Powyższe dane wskazują, że wątroba płodu na początku embriogenezy charakteryzuje się nie tylko wysoką zawartość krwiotwórczych komórek progenitorowych, a jego komórki krwiotwórcze charakteryzują się szerokim zakresie różnicowania w różnych liniach komórkowych. Te cechy aktywności funkcjonalnej komórek macierzystych układu krwiotwórczego płodowych komórek wątroby może mieć znaczenie kliniczne, ponieważ ich cechy jakościowe umożliwiają Oczekiwany efekt terapeutyczny, gdy jest wyrażany Transplantation nawet małe ilości komórek uzyskanych we wczesnych stadiach ciąży.

Niemniej jednak problem liczby krwiotwórczych komórek macierzystych koniecznych do skutecznego przeszczepienia pozostaje otwarty i istotny. Podejmowane są próby rozwiązania tego problemu z wykorzystaniem wysokiego potencjału samoczynnego rozmnażania się komórek krwiotwórczych w zarodkowej wątrobie in vitro z ich stymulacją przez cytokiny i czynniki wzrostu. Przy stałej perfuzji w bioreaktorze wczesnego GSC zarodkowej wątroby, po 2-3 dniach na wyjściu możliwe jest uzyskanie liczby komórek hemopoetycznych macierzystych 15 razy wyższych niż ich wyjściowy poziom. Dla porównania należy zauważyć, że aby uzyskać 20-krotny wzrost wydajności krwi pępowinowej HSC w tych samych warunkach, potrzeba co najmniej dwóch tygodni.

Zatem, zarodkowa wątroba różni się od innych źródeł hematopoetycznych komórek macierzystych o wyższej zawartości zarówno zaangażowanych, jak i wczesnych hematopoetycznych komórek progenitorowych. W hodowli z płodowych komórek wątroby z czynników wzrostu o fenotypie CD34 + postaci CD45Ra1 CD71l0W 30 razy niż podobne kolonie komórek krwi pępowinowej i 90 razy więcej niż w szpiku kostnego HSC. Najbardziej widoczne w tych źródłach różnicy zawartości krwiotwórczych komórek progenitorowych tworzących kolonie mieszane - liczba CFU-GEMM w wątrobie płodu przekracza poziom we krwi pępowinowej i szpiku kostnego, odpowiednio, 60 i 250 godzinach.
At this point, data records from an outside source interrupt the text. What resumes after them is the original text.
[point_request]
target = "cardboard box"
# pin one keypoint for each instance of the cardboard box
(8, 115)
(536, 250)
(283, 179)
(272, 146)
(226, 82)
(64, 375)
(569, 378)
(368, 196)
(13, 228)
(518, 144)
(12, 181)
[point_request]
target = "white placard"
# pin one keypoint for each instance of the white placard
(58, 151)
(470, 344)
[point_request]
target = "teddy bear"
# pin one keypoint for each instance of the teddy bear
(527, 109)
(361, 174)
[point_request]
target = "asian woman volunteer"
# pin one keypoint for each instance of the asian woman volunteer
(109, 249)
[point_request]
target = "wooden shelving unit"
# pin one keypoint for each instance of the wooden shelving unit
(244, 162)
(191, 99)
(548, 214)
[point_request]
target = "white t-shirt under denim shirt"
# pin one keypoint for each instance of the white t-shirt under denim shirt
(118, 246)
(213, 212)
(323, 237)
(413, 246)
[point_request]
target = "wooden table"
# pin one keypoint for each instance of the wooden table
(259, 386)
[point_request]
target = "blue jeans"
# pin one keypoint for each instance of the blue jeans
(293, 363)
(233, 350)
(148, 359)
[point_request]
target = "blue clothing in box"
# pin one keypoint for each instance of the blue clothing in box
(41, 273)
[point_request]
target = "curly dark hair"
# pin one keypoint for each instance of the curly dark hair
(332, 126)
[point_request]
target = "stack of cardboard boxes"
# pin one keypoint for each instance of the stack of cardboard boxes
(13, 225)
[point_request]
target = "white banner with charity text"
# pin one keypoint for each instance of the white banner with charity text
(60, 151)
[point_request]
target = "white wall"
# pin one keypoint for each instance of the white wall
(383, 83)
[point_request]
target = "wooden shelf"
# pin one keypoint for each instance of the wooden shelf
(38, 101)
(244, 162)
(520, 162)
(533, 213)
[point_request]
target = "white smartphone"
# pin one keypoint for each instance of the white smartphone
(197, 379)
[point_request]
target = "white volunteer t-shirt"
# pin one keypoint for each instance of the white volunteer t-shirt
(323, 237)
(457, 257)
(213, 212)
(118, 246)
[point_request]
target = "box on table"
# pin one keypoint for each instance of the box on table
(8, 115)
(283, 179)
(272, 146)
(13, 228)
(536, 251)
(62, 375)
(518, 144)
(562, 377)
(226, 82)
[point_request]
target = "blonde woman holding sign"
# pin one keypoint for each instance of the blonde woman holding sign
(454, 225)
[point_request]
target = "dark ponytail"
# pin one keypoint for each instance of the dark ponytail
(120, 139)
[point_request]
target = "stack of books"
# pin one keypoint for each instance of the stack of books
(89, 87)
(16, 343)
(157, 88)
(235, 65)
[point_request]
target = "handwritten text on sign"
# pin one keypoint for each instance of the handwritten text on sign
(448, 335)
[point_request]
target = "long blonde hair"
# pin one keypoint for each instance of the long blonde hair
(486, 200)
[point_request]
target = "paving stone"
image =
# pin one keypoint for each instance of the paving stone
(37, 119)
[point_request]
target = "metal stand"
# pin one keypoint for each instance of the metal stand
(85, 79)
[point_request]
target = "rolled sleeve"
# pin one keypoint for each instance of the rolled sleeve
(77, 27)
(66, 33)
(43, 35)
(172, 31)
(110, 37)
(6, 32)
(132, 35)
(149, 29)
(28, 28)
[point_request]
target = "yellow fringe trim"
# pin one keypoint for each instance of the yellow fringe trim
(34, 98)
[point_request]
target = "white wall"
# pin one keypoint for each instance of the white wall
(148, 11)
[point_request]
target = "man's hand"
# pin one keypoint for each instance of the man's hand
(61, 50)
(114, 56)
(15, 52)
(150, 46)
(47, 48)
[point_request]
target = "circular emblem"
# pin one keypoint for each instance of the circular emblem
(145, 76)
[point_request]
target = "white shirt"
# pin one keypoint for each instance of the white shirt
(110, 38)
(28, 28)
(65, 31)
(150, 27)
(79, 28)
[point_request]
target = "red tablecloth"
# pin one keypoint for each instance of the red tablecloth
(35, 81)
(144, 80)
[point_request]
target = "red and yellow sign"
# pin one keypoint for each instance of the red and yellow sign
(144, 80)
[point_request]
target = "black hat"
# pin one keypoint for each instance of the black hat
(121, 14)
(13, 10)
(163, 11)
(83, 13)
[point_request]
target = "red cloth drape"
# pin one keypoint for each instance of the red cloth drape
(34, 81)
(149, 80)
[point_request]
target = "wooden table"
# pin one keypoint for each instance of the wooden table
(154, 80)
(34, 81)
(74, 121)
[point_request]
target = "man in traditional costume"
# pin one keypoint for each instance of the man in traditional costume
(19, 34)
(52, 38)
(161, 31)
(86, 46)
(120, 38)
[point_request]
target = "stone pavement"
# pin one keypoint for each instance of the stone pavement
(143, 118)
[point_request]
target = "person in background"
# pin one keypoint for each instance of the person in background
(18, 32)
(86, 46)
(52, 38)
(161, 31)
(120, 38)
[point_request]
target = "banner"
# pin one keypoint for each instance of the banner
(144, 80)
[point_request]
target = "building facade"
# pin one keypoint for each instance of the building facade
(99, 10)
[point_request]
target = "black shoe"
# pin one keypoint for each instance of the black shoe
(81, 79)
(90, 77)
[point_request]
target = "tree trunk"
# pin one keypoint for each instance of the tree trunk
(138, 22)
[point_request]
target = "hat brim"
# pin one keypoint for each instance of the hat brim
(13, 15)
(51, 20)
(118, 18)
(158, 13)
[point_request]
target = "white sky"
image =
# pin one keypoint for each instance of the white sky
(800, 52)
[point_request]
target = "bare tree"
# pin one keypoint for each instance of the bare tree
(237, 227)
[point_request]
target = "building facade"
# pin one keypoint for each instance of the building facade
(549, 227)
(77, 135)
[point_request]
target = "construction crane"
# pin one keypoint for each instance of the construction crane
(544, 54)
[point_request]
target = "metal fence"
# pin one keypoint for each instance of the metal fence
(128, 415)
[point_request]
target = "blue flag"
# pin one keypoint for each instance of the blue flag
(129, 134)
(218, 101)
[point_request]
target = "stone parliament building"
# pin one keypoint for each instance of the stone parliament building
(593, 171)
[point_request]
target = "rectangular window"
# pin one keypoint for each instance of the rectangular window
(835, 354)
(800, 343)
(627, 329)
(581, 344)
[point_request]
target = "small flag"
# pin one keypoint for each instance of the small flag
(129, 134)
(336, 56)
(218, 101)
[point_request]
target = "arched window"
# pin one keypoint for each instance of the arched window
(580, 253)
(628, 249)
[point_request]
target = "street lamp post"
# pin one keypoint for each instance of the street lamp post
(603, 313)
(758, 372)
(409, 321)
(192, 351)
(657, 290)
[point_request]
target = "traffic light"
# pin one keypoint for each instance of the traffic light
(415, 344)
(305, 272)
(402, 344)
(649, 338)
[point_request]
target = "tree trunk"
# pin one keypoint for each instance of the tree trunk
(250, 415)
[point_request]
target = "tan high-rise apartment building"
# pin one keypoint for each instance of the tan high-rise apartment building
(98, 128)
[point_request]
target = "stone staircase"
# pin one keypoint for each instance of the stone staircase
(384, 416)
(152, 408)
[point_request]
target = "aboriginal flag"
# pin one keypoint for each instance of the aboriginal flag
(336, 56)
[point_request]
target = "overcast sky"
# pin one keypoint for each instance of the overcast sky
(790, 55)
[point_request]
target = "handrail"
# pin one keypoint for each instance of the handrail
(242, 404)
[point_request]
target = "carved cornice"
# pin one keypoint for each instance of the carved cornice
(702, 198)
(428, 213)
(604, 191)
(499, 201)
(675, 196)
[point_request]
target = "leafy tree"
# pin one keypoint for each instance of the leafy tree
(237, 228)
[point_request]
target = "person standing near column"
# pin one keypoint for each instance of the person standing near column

Ważne jest to, że aż do 18 tygodnia rozwoju zarodkowego (podczas początku krwinek w szpiku kostnym) w realizacji funkcji hemopoetycznych dotyczy więcej niż 60% komórek wątroby. Ponieważ przed 13. Tygodniem rozwoju płodowego u ludzi są nieobecne grasicy i tymocytów odpowiednio transplantacji krwiotwórczych płodowych komórek wątroby 6-12 tygodniem ciąży znacznie zmniejsza ryzyko wystąpienia reakcji „przeszczep przeciwko gospodarzowi” i nie wymaga na wybór histocompatible dawcy, ponieważ umożliwia stosunkowo łatwe do osiągnięcia chimeryzm hemopoetyczny.